# A77 long processing time



## aaz (Mar 15, 2014)

Hello,

I am new here so bear with me if I posted this one in the wrong forum.

I have just acquired my first Sony SLT A77 and I am stuck with a problem that I cannot figure out the solution.
In Manual mode (which I prefer to shoot) and S and A modes, each time I press the release button to take a shot, 
it takes AGES to process and the long wait causes me to miss some critical moments during concert photography.

What am I doing wrong?


----------



## Derrel (Mar 15, 2014)

I would try resetting the camera to its default settings. My guess? Maybe noise reduction is on and some other settings regarding JPEG processing are enabled.

From a FLickr thread discussing this: "

[h=4]Gary Dalton says:[/h]I found this thread on youtube........

Here's how to reset&#65279; the camera, it may start working properly again:
1. Turn off A77.
2. Take out battery.
3. Insert battery again.
4. Press these 3 buttons (Menu+Movie+Ael) simultaneously.
5. Turn on A77 and keep the 3 buttons pressed for 5 seconds. There will be a green spot "blinks" on the lower left corner of the LCD screen. Then "alpha logo" should show up again."


----------



## Kolia (Mar 15, 2014)

Set the preview to OFF so the camera doesn't try to show your the shoot you just took. 

What memory card do you have ?  20MB per image, more if you shoot RAW+JPEG adds up to quite a large amount of data to write.


----------



## BGeise (Mar 15, 2014)

Sounds like you have the shutter speed really slow. If you turn it to auto does it behave correctly


----------



## aaz (Mar 15, 2014)

Derrel, I have tried twice, adhering to your instructions and no green spot after any second. Held all three buttons at the same time.

Koila, I set the preview off, problem still persisting. I use SanDisk extreme 30MB always JPG extra fine

BGeise, shutter speed is just fine, How do you set the shutter speed to Auto??

I hope you will continue to help ... many thanks in advance


----------



## Derrel (Mar 15, 2014)

Do you have the manual? Perhaps there is another way to re-set the camera to defaults.

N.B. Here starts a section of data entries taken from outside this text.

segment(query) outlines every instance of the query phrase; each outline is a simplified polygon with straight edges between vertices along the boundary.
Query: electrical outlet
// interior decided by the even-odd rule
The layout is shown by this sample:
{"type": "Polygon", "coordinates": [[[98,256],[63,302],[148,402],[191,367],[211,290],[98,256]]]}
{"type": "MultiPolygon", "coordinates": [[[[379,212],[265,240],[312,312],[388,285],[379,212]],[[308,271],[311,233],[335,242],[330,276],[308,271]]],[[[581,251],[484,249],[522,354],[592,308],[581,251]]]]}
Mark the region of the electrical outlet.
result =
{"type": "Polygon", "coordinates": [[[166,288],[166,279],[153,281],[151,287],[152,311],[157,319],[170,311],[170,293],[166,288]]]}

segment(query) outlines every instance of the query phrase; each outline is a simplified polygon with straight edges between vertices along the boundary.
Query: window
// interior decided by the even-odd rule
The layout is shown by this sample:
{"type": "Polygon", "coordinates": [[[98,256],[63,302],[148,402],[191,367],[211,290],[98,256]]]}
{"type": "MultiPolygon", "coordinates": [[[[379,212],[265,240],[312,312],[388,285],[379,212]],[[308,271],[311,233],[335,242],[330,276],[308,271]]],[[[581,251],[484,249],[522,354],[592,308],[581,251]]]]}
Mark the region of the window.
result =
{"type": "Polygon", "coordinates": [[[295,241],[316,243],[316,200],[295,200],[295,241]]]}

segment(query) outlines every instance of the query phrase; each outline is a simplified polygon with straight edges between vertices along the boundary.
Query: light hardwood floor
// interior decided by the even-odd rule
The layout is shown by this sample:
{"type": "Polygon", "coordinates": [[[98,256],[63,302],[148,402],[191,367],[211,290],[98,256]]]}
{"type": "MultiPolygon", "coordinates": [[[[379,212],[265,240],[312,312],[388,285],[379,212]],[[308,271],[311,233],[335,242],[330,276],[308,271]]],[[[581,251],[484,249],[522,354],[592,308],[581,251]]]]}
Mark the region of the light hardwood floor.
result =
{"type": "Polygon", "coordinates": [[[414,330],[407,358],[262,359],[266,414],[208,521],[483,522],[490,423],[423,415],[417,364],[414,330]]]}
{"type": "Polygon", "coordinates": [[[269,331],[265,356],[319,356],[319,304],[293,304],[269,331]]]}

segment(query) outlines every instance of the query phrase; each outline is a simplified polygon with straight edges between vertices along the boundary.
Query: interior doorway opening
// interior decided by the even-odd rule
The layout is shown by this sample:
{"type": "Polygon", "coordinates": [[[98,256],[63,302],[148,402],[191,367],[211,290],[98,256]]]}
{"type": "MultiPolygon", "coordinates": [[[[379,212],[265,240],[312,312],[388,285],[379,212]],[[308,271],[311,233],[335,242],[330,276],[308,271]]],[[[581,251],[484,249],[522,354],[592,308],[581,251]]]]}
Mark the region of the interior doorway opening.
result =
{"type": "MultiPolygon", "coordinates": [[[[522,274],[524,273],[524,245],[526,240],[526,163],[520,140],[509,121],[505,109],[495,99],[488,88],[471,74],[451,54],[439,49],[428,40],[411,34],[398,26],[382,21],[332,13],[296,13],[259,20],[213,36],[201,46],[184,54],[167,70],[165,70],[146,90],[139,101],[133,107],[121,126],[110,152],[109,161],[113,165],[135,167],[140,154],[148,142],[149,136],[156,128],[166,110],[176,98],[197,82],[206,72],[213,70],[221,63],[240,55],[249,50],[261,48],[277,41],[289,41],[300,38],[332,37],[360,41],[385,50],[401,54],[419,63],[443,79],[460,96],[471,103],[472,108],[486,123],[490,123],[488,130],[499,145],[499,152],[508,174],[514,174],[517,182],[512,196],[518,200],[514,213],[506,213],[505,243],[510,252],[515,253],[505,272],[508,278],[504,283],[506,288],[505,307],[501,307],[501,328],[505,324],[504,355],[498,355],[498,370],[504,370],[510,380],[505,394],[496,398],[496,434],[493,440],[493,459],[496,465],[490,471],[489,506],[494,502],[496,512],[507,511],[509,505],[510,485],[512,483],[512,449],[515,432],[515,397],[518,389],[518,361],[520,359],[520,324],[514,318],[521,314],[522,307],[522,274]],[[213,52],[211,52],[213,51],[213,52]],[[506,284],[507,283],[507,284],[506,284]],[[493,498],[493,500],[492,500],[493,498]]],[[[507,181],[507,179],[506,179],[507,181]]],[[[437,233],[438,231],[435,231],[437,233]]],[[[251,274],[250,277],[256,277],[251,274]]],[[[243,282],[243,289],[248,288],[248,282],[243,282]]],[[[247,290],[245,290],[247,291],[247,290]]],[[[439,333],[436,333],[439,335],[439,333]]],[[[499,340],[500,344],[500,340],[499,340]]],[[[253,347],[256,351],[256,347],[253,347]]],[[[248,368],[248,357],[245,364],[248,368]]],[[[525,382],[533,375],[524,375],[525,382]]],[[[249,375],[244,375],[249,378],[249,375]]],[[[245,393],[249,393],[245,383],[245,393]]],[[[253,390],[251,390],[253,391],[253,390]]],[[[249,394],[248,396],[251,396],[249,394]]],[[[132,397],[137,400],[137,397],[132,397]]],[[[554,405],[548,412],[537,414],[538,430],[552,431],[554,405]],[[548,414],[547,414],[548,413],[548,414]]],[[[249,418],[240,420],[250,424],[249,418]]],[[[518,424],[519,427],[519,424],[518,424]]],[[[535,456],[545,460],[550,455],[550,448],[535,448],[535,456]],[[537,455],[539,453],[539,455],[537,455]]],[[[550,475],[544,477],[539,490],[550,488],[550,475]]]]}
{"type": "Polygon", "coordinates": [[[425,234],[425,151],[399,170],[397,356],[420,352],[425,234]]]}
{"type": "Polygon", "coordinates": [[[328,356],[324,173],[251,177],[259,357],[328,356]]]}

I have read that removing the camera's battery for a full day, to as long as five days, can re-set the camera by allowing the internal "clock battery" to die. My assumption is that there must be an internal clock battery that draws power from the main battery.

My feeling is that "something" is being processed by the camera; noise reduction, or vignetting removal, or "something" is being done to the file after it's shot, and that is slowing down the writes to the card. Long exposure noise reduction, or High ISO noise reduction, various types of image 'optimization', and so on--those types of things can slow a camera down. I would go through the set-up menu and turn OFF extra things like that, and see if it speeds up the write times.


----------



## ConradM (Mar 16, 2014)

Hmm... what firmware are you on? Aside from burst or a bracketing type mode there should be 0 lag...


----------



## aaz (Mar 16, 2014)

Conrad, 1.07, I believe this is the latest. As I mentioned initially, this happens only in M, S, A, P modes. 
I am shooting 99% Manual. The problem however, does not happen using MR and the Auto+ and Auto modes.

Derrel, Finally, I reset the camera through the tool tab. 
There is an option called "Initialize" and when you select it, it offers you three options:

Reset Default
Rec mode Reset
Custom Reset

I chose initially Custom reset but nothing changed. Then I went back and changed to Reset Default and ... 
The problem is solved, albeit at the cost of not knowing the reason 

You guys are wonderful!! thank you all


----------



## ConradM (Mar 16, 2014)

Good to hear... Hopefully it doesn't return.


----------



## BGeise (Mar 16, 2014)

aaz said:


> Conrad, 1.07, I believe this is the latest. As I mentioned initially, this happens only in M, S, A, P modes.
> I am shooting 99% Manual. The problem however, does not happen using MR and the Auto+ and Auto modes.
> 
> Derrel, Finally, I reset the camera through the tool tab.
> ...



Your shutter speed was turned way too slow. You can't adjust shutter speed in auto and auto+. Memory recall or MR probably just had a setting that had a faster shutter. The reason i had you use it in auto was to see if the camera was the problem or if it was just a setting. If you are using shutter priority mode or S or using aperture mode A you have to adjust accordingly with the front and rear wheels


----------



## aaz (Mar 16, 2014)

sorry that I have to insist, it is not the shutter speed. 
I have checked all the photos taken: speed ranged between 1/20 to 1/250 - nothing out of the ordinary.


----------



## FilledwLight (Mar 22, 2014)

When I have my a77 in high iso or low shutter noise reduction, or any other way the camera has to process the image differently from RAW, it takes extra time for it to finish the jpeg.  If it happens again, try switching to RAW only and see if it still happens. If not, and you want to shoot jpegs, look for these ways the camera has to process the jpeg before giving you the preview and letting you shoot again.


----------